Number of vertices: This is not an input parameter of SimNIBS, but a parameter to control how much to downsample the cortex surface generated by CAT12 when importing it into the Brainstorm database. See the introduction tutorials.
SimNIBS 4: charm
SimNIBS 4.x includes the pipeline charm to process T1 or T1+T2 MRI volumes (T1 is required, T2 is recommended). This pipeline generates the highest-quality tetrahedral FEM mesh we can get from Brainstorm. It creates segmentations and meshes with more tissues than SimNIBS3/headreco: white matter, gray matter, CSF, compact bone, spongy bone, scalp, eyes, blood and muscle. It also creates high-resolution cortex surfaces registered with the FSAverage template, but it does not generate the full CAT12 output folder anymore. For surface and volume-based atlases, it might be necessary to execute CAT12 from Brainstorm on top of SimNIBS.
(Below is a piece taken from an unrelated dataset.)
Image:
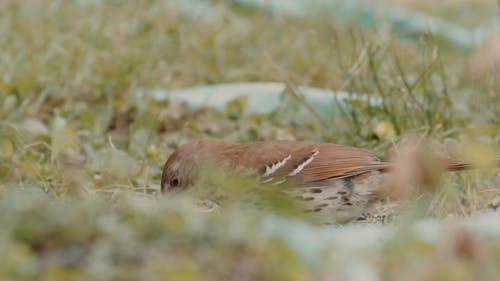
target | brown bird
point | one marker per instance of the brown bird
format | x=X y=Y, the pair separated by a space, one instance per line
x=337 y=183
Given the high quality of its outputs, SimNIBS/charm is the recommended method for FEM mesh generation in Brainstorm. A full example is available in the tutorial: FEM median nerve example.
Options
Number of vertices: This is not an input parameter of SimNIBS, but a parameter to control how much to downsample the cortex surface generated by CHARM when importing it into the Brainstorm database. See the introduction tutorials.
Troubleshooting
ROAST
ROAST is a fully automated, Realistic, vOlumetric Approach to Simulate Transcranial electric stimulation. Open-source and Matlab-based, it is available as a Brainstorm plugin. It calls internally SPM8 for tissue segmentation of the T1 or T1+T2 MRI volumes to obtain a 5-tissue classification (white matter, gray matter, CSF, skull and skin). Then it relies mostly on iso2mesh for generating a tetrahedral mesh.
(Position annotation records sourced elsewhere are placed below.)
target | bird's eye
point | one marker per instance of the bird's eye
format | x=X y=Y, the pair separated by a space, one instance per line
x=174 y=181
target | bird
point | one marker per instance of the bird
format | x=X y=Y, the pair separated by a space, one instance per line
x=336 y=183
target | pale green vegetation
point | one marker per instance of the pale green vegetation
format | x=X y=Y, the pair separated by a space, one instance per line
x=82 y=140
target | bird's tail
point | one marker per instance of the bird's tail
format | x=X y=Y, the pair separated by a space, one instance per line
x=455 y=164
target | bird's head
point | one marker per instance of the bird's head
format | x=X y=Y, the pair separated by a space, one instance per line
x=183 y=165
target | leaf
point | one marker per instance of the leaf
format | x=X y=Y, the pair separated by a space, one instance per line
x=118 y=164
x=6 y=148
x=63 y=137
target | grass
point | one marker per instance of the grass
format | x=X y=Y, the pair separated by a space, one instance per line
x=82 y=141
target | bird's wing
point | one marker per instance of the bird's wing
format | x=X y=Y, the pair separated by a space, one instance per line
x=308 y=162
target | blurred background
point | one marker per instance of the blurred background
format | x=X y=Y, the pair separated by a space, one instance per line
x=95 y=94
This option runs fast, but does not generate good quality cortex surfaces, which are needed for the full cortically-constrained source estimation pipeline in Brainstorm.
Troubleshooting
SPM-related errors: If you've been trying multiple methods successively, errors mentioning a spm_*.m function could be due to incompatible versions of SPM12 functions in the Matlab path. Brain2mesh, FieldTrip and ROAST all run different versions of SPM12 from the same instance of Matlab. Solution: Restart Matlab to get a fresh workspace.
Fieldtrip
FieldTrip is an open-source Matlab-based toolbox that includes a pipeline dedicated to the generation of hexahedral FEM mesh. It is available as a Brainstorm plugin.
Brainstorm calls the function ft_volumesegment on the T1 MRI volume to obtain a tissue segmentation with 5 layers (white matter, gray matter, CSF, skull and skin), then ft_prepare_mesh_hexa to create a hexahedral mesh.
The mesh generation with the method is simple and fast: it downsamples the tissue classification volume, then converts all the voxels to a hexahedral mesh. The quality of the output is relatively poor: the regular meshing of the voxels makes it inefficient for providing a good representation of the tissues geometry with a limited number of elements.
Options
Downsample volume before meshing: When processing the tissue classification volume, reduce the number of voxels along each dimension by this factor.
Shift nodes to fit geometry: The option calls the adaptative mesh generation. The process moves the nodes located on the interface either inward or outward in order to fit the geometry as explained in the FieldTrip tutorial. Below, the example from the FieldTrip website, left=original, right=shifted.
Troubleshooting
SPM-related errors: If you've been trying multiple methods successively, errors mentioning a spm_*.m function could be due to incompatible versions of SPM12 functions in the Matlab path. Brain2mesh, FieldTrip and ROAST all run different versions of SPM12 from the same instance of Matlab. Solution: Restart Matlab to get a fresh workspace.
Zeffiro
Zeffiro (ZI) is an open source code package constituting an accessible tool for multidisciplinary finite element (FE) based forward and inverse simulations in complex geometries, available as a Brainstorm plugin.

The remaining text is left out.